The operation was years in the making. The Florida-based company announced plans for its KelTec West factory in Rock Springs in 2022.
Wyoming’s Second Amendment-friendly culture and politics played a big part in choosing Rock Springs when the company decided to expand its operating capacity, KelTec West plant operations manager Chris Williams told Cowboy State Daily.
“At the time (2022), Florida was teetering purple,” he said about the political climate there. “Wyoming is a solid red state, and it looks like it’s going to stay solid for decades to come.”
Other firearms companies that recently set up shop in Wyoming, such as Weatherby in Sheridan, have cited similar reasons for setting up shop in the Cowboy State.
KelTec set up its factory in a 33,000-square-foot building on Blairtown Road in Rock Springs. The facility was built in 2005 and previously used by the oil and gas industry.

Unusual Pistol Design
For now, the KelTec West factory will focus on producing PR57 pistols.
The company plans to build other firearms in Rock Springs in the future, but Williams wasn’t at liberty to say what those might be.
The PR57 is designed to fill a growing demand for a simple, lightweight, concealable self-defense firearm for beginners, the company says. The pistol was designed around the “rule of threes” as it applies to self-defense scenarios.

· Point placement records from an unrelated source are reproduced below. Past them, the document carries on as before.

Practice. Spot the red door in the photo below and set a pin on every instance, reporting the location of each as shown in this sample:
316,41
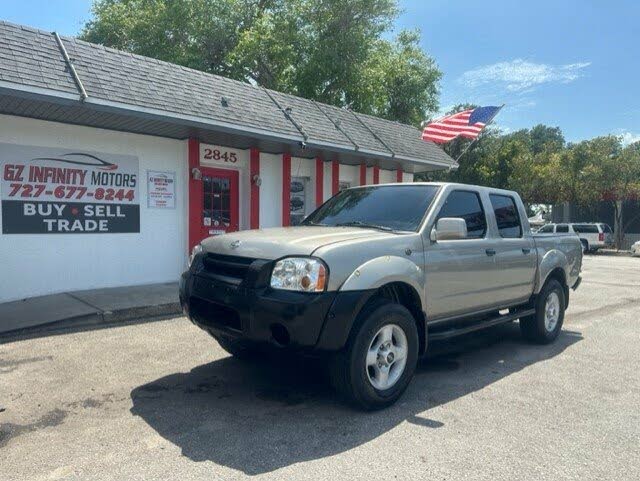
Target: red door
219,201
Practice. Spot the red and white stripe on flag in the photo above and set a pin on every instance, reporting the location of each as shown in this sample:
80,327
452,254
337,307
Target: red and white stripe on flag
448,128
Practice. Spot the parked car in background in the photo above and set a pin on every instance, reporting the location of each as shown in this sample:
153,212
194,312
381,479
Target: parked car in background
593,236
376,274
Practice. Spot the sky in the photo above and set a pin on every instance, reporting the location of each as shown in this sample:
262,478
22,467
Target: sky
566,63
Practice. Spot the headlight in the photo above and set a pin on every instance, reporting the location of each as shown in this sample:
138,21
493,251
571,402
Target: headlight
299,274
194,252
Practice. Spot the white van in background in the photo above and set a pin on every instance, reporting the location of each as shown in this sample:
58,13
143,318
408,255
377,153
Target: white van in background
592,236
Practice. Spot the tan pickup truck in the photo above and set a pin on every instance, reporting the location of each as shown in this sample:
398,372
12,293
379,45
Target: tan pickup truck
376,274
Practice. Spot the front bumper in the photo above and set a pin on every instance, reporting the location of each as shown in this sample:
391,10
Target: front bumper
260,314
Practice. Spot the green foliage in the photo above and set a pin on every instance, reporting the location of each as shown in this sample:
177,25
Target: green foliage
333,51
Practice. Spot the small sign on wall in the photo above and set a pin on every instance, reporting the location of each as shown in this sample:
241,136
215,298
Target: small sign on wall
161,189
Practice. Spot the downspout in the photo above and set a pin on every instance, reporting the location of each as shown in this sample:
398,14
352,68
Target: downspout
72,69
376,136
287,115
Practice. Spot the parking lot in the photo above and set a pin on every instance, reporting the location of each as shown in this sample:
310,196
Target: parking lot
161,400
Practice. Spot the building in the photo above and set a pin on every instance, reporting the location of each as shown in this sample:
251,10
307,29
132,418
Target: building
114,165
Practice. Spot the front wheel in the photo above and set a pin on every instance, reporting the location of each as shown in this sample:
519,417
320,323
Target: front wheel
380,358
544,326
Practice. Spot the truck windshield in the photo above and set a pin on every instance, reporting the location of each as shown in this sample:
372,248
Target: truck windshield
397,207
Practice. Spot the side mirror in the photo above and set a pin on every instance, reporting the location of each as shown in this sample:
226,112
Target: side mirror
449,228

Meaning, most civilian self-defense shootings happen within 3 yards, last three seconds or less, and involve three or fewer shots fired.
It’s unusual insofar as it doesn’t take detachable magazines like most modern semiautomatic pistols.

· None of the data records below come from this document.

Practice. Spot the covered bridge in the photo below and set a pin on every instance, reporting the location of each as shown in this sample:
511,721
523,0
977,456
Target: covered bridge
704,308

Instead, it has a fixed magazine in the pistol’s handle, which is fed by pushing rounds down into the magazine through 10-round stripper clips.
The magazine can take two stripper clips, for a total capacity of 20 rounds, Williams said.
Loading stripper clips through the top of an open action is a design that dates back to World War I. It was a common design for bolt-action infantry rifles, as well as a few semiautomatic pistols from that era.
And while the 9 mm cartridge dominates the self-defense pistol market, the PR57 is chambered for a relative newcomer, the 5.7x28mm cartridge.
At first glance, it looks like a rifle cartridge with a tapered neck and pointed bullet.
The 5.7x28mm is gaining traction in the handgun world because it produces relatively light recoil and sends a bullet on a “flat trajectory,” giving it better accuracy at longer ranges, Williams said.
Local Workforce
KelTec West has 26 employees at the Rock Springs factory and isn’t quite fully staffed, Williams said.
The company is focusing on hiring locally from Rock Springs and Sweetwater County, and training staff from the ground up, he said.
“Everyone here is new to building firearms,” he said.
Sweetwater County also had an edge in recruiting KelTec because of Western Wyoming College, former economic development specialist Kayla McDonald told Cowboy State Daily.
The “industry-driven education components that Western Wyoming College has” gave the area an edge in attracting KelTec, she said.
That could help recruit more companies, said McDonald, who worked for the Sweetwater Economic Development Coalition (SEDC), which played a key role in recruiting KelTec.
Manufacturing could become a strong element of Wyoming’s economy, complimenting energy, agriculture and other sectors, McDonald said.
For now, it’s great to see the process that started in 2022 come online, she said.
“It’s pretty exciting, McDonald said. “It’s pretty fun to see it come full circle.”